Abstract: : Purpose: We have previously shown that adult hematopoietic stem cells (HSC) can function as hemangioblasts by making both blood cells and new retinal blood vessels (Nat Med 2002 8:607). Nitric oxide (NO) is one of the primary mediators of endothelial cell function and blood vessel formation. The role of NO in promoting angiogenesis has been controversial in part because of the complex regulation of NO, especially by the various NO synthetases (NOS).
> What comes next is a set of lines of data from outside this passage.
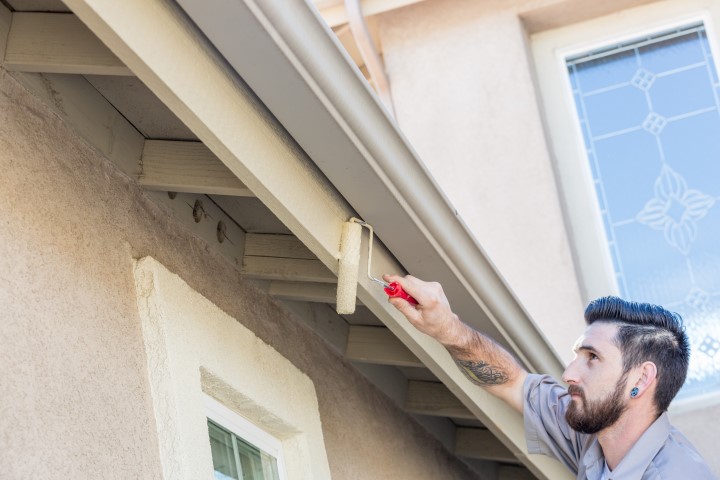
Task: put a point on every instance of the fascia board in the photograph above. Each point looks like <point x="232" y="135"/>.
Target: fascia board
<point x="293" y="62"/>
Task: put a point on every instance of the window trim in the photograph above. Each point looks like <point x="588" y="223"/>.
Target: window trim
<point x="246" y="430"/>
<point x="550" y="49"/>
<point x="194" y="349"/>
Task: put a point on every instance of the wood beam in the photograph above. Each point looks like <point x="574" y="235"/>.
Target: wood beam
<point x="77" y="102"/>
<point x="187" y="167"/>
<point x="334" y="12"/>
<point x="280" y="246"/>
<point x="282" y="257"/>
<point x="434" y="399"/>
<point x="5" y="22"/>
<point x="379" y="346"/>
<point x="290" y="269"/>
<point x="57" y="43"/>
<point x="512" y="472"/>
<point x="303" y="291"/>
<point x="481" y="444"/>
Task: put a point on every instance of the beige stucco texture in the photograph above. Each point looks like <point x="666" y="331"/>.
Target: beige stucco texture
<point x="464" y="95"/>
<point x="75" y="399"/>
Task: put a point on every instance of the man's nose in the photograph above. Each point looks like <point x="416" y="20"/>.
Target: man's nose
<point x="570" y="373"/>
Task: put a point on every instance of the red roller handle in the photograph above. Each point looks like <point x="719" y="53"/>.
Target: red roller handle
<point x="395" y="290"/>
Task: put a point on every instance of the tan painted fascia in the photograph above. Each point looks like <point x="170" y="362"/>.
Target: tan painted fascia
<point x="334" y="13"/>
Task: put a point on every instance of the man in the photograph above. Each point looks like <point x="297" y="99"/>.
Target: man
<point x="611" y="422"/>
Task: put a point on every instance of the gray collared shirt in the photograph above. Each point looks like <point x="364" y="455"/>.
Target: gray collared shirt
<point x="662" y="452"/>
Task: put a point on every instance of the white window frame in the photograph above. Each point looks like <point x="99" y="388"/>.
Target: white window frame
<point x="194" y="351"/>
<point x="246" y="430"/>
<point x="550" y="50"/>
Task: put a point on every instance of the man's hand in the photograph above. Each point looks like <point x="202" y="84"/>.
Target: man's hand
<point x="482" y="360"/>
<point x="432" y="315"/>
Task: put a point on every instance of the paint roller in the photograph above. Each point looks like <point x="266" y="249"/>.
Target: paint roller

Besides vasodilatation, increased local NO stimulates proliferation and migration of endothelial cells. eNOS is constitutively expressed, promotes branching during vessel development, and mediates VEGF action. eNOS-deficient animals exhibit marked vascular pathology, decreased capillary density and decreased rates of angiogenesis. We assessed the role of NOS activity in the promotion of hematopoietic stem cell transdifferentiation into blood vessels. Methods: Wild type (WT), iNOS, and eNOS knockout (-/-) animals were transplanted with highly purified gfp+ stem cells. Long-term multilineage hematopoietic engraftment was confirmed at three months post-transplant by flow cytometry analysis of peripheral blood. Animals subsequently underwent our model of ischemic injury induction by intravitreal injection of rAAV-VEGF followed by laser ablation injury as previously described. Results: WT hemangioblast activity in adult iNOS-/- recipients resulted in the formation of small, highly branched blood vessels of donor origin. eNOS-/- recipients produced large, relatively unbranched blood vessels that were difficult to perfuse. eNOS-/- recipients also showed robust hemangioblast activity in tissues outside the retina, indicating that chronic injury is sufficient to induce HSC plasticity. Conclusions: Our earlier studies provided formal proof that endothelial progenitors are clonally derived and serially transplantable long-term reconstituting HSC. These experiments support that NOS activity at the site of vascular injury dictates the size and branch characteristics of new vessels formed in vivo. We demonstrated that modulation of the NO/NOS pathway alters the phenotype of blood vessels formed by hemangioblast activity in the retina.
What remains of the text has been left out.